Comparison of efficacy and safety between loading-dose atorvastatin and rosuvastatin in cerebral infarction

Yanchao Li; Di Zhang; Shuang Liu; Weihui Ni; Chunying Wang; Bolin Yu; Jing Guan; Jun Shao; Qi Zhang

doi:10.62347/GQIE8716

Comparison of efficacy and safety between loading-dose atorvastatin and rosuvastatin in cerebral infarction

Am J Transl Res. 2024 Sep 15;16(9):4633-4642. doi: 10.62347/GQIE8716. eCollection 2024.

Authors

Yanchao Li¹, Di Zhang¹, Shuang Liu², Weihui Ni³, Chunying Wang¹, Bolin Yu¹, Jing Guan³, Jun Shao¹, Qi Zhang⁴

Affiliations

¹ Department of Clinical Pharmacy, The Third Affiliated Hospital of Qiqihar Medical University No. 3, Taishun Street, Tiefeng District, Qiqihar 161000, Heilongjiang, China.
² Department of Scientific Research, The Third Affiliated Hospital of Qiqihar Medical University No. 3, Taishun Street, Tiefeng District, Qiqihar 161000, Heilongjiang, China.
³ Department of Pharmacy, The Third Affiliated Hospital of Qiqihar Medical University No. 3, Taishun Street, Tiefeng District, Qiqihar 161000, Heilongjiang, China.
⁴ School of Pharmacy, Qiqihar Medical University No. 333, Bukui North Street, Jianhua District, Qiqihar 161000, Heilongjiang, China.

Abstract

Objective: To analyze the efficacy and safety of loading-dose atorvastatin and rosuvastatin in the treatment of cerebral infarction (CI).

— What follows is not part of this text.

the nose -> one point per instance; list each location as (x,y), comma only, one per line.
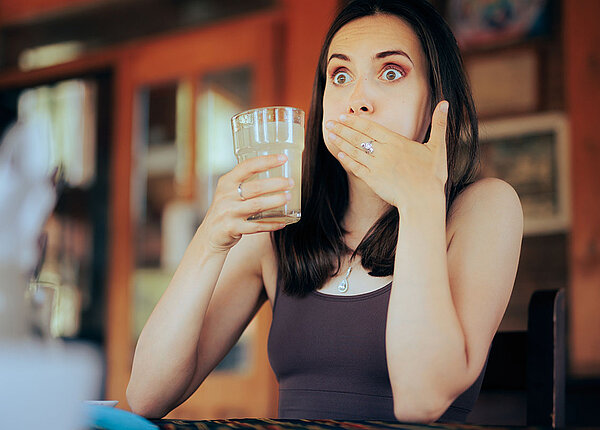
(359,102)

Methods: A total of 151 CI patients treated at the Third Affiliated Hospital of Qiqihar Medical University from January 2015 to February 2020 retrospectively were selected and divided into four groups: conventional atorvastatin, loading-dose atorvastatin, conventional rosuvastatin, and loading-dose rosuvastatin. Primary outcomes assessed included changes in National Institutes of Health Stroke Scale (NIHSS) scores, clinical efficacy, alterations in serum lipid indices, liver function, inflammation markers, CI indices, and the incidence of adverse reactions.

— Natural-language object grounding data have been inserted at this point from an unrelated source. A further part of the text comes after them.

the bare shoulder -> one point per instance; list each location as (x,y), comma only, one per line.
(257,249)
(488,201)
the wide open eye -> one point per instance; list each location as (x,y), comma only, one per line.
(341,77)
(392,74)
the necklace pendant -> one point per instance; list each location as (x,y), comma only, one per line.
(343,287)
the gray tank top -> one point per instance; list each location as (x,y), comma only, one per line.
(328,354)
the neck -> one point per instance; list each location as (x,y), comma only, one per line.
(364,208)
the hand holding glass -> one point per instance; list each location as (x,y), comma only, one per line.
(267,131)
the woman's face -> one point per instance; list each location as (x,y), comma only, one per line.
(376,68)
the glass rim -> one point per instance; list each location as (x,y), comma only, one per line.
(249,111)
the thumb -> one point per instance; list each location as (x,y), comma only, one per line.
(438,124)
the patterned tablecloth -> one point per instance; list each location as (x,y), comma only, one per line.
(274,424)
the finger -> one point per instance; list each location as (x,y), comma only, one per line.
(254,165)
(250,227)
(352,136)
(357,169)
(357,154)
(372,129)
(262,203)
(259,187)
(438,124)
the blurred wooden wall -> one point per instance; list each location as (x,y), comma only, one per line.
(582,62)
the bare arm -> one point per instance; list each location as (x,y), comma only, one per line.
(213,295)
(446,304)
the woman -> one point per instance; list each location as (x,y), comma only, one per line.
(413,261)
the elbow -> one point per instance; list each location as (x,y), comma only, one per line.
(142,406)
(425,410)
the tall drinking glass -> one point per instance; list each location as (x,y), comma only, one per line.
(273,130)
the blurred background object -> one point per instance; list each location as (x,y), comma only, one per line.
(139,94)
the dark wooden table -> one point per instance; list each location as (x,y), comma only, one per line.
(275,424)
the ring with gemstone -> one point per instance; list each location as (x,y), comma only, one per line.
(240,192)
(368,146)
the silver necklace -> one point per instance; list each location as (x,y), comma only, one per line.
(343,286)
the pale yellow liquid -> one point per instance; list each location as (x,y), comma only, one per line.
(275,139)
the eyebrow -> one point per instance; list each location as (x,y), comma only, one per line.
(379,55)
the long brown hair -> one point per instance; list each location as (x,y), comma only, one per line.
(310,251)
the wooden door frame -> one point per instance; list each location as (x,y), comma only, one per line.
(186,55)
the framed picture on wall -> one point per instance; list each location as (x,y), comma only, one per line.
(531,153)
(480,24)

Results: After treatment, all groups showed a significant decrease in NIHSS scores (all P<0.0001). The loading-dose groups exhibited greater reductions in NIHSS scores compared to the conventional groups (both P<0.0001). No significant difference was found in NIHSS scores between the two loading-dose groups (P>0.05). The loading-dose groups demonstrated higher efficacy than the conventional groups (both P<0.05), with no significant difference between the two loading-dose groups (both P>0.05). Loading-dose rosuvastatin showed superior improvement in blood lipid control compared to loading-dose atorvastatin (P<0.05). There were no significant differences in liver function indices among the groups (all P>0.05). Inflammation and myocardial indices intensified 24 hours after treatment, with milder intensification in the loading-dose rosuvastatin group compared to the loading-dose atorvastatin group (P<0.05). The incidences of adverse reactions did not significantly differ among the groups (all P>0.05).

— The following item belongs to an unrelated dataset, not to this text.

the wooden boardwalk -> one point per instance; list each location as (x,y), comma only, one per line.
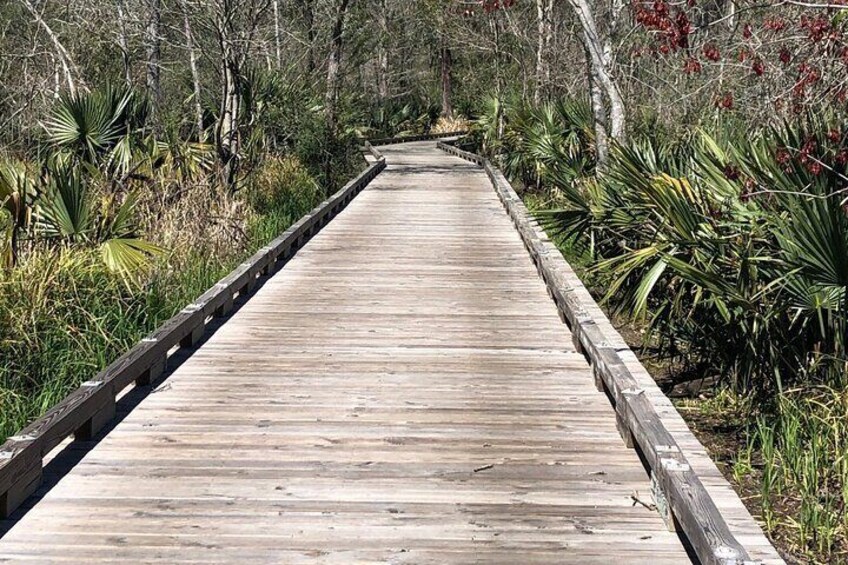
(402,391)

Conclusion: Both loading-dose atorvastatin and rosuvastatin demonstrated increased clinical efficacy in the treatment of CI patients, ensuring safety and effectiveness. However, rosuvastatin exhibited superior efficacy in blood lipid control. These findings provide valuable guidance for the clinical management of CI.

Keywords: Loading dose; atorvastatin; cerebral infarction; rosuvastatin.